Paulo Maria de Aragão (*)

No país “rabo de palha”, glorifica-se a desfaçatez; é um sentimento que se generaliza ligado à gestão do “rouba, mas faz”, em que corruptos e corruptores agem à solta, e o cidadão deixa de confiar nas suas instituições.

A mídia denuncia escândalos de dar inveja a qualquer Dom Corleone da vida. Abafa-se um escândalo, rebenta outro. A esperteza entroniza-se, trabalho e dignidade vão para o brejo. Sem acanhamento, um senador sugeriu que os candidatos derrotados fossem “recompensados” com a manutenção de afilhados políticos nos cargos federais.

A corrupção, a violência e a desagregação sociopolítica instauraram-se no país. Queiramos ou não, tudo isso é gerado nas entranhas do governo quando oradores profissionais da verborreia atraem irresistivelmente os incautos com ajudas humilhantes – fontes da ociosidade que embotam a cidadania.

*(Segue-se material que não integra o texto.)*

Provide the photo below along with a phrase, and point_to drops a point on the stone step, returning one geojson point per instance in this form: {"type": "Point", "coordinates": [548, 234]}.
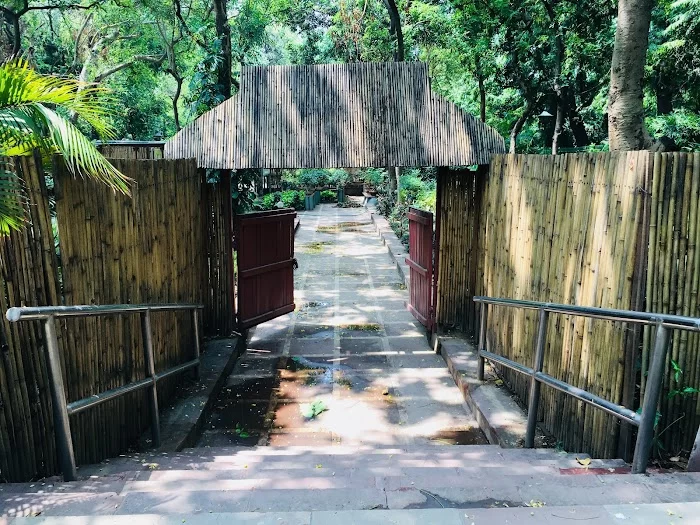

Com essa estratégia, o sistema mantém a ignorância do povo que se contenta com “pão e circo”. O nosso jurisconsulto maior, Rui Barbosa, a respeito dela, disse tudo: “A chave misteriosa das desgraças que nos afligem é esta; e somente esta: a Ignorância! Ela é a mãe da servilidade e da miséria”. E não é à toa que Macunaíma se tornou “herói de nossa gente”.

Nesse ritmo, a insolência retrata a conhecida fábula “O burro, o rei ou eu”: o charlatão jurou fazer do burro um brilhante orador, mas só ao fim de dez anos; a recompensa seria morar com todas as pompas no castelo do rei. Interpelado, certa vez, por um amigo que achava isso uma insanidade, respondeu: “Ora, daqui a 10 anos, o rei, o burro ou eu, um pelo menos há de morrer”. Então, indagou-lhe: “E se isso não acontecer?”. O impostor redarguiu: “Fácil! Eu cuido de matar o burro!”.

Eis a nossa realidade. Fazedores de discursos, populistas, inspirados na própria mentira, germinam promessas mirabolantes focadas no poder; assim, fazer do Brasil um país sério é façanha igual à de fazer um burro falar.

(*) Advogado, professor e membro do Conselho Estadual da OAB-CE.